The camera is very good. We were more than happy with its performance, even in low light. Details were sharp in most cases, with only a little bit of blurring noticeable in distant objects. Colours were a little subdued but the overall quality made up for that. Focusing is quick enough, and the camera can detect different conditions and prompt you to enable HDR, for example. The main annoyance was that it was set to capture 1:1 photos by default. While square photos fill up the screen and look good on the Passport, they're most likely not what you want for any other purpose.

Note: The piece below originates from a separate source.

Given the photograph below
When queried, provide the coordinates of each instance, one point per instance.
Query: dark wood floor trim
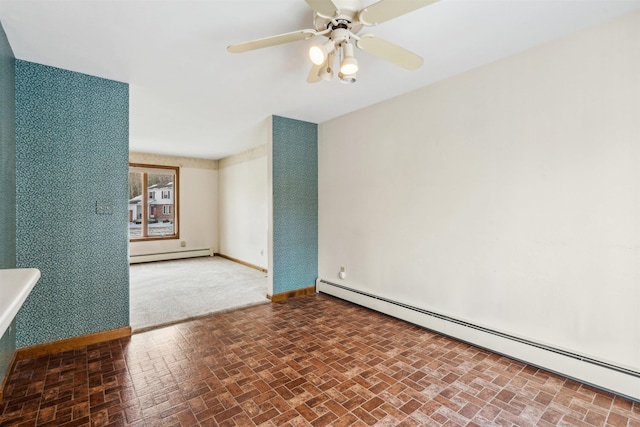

Overall, we love BlackBerry's innovative streak here. This phone has one of the most distinct and unique personalities of any we've tested so far this year. It's the product of a lot of smart thinking and we have to give BlackBerry credit for investing in its idea and crafting such a high-end product even when the company itself is down. We doubted, in our review of the recently launched Z3 (Review | Photos), whether that phone would be enough to turn the company around. It wasn't, but the Passport might very well be - especially if there's more stuff like it coming.
We think BlackBerry is really on to something here. It is targeting working professionals with specific needs beyond just being constantly in touch, such as doctors, architects and lawyers. People in these fields are most likely familiar with BlackBerry devices already, and could easily be willing to carry a second if not third phone around. It's also no coincidence that they tend to be high-net-worth individuals.
Large, awkward phablets are already popular so there's little worry about the shape and size being a turn-off. There's only the question of whether people will be willing to give BlackBerry a try. Devices such as the Z10 and Z3 simply don't have what it takes to stand out in a crowd of Android phones, but the Passport is new and different, and has very easily understandable benefits to offer. After many, many long years, BlackBerry might finally have done something completely right.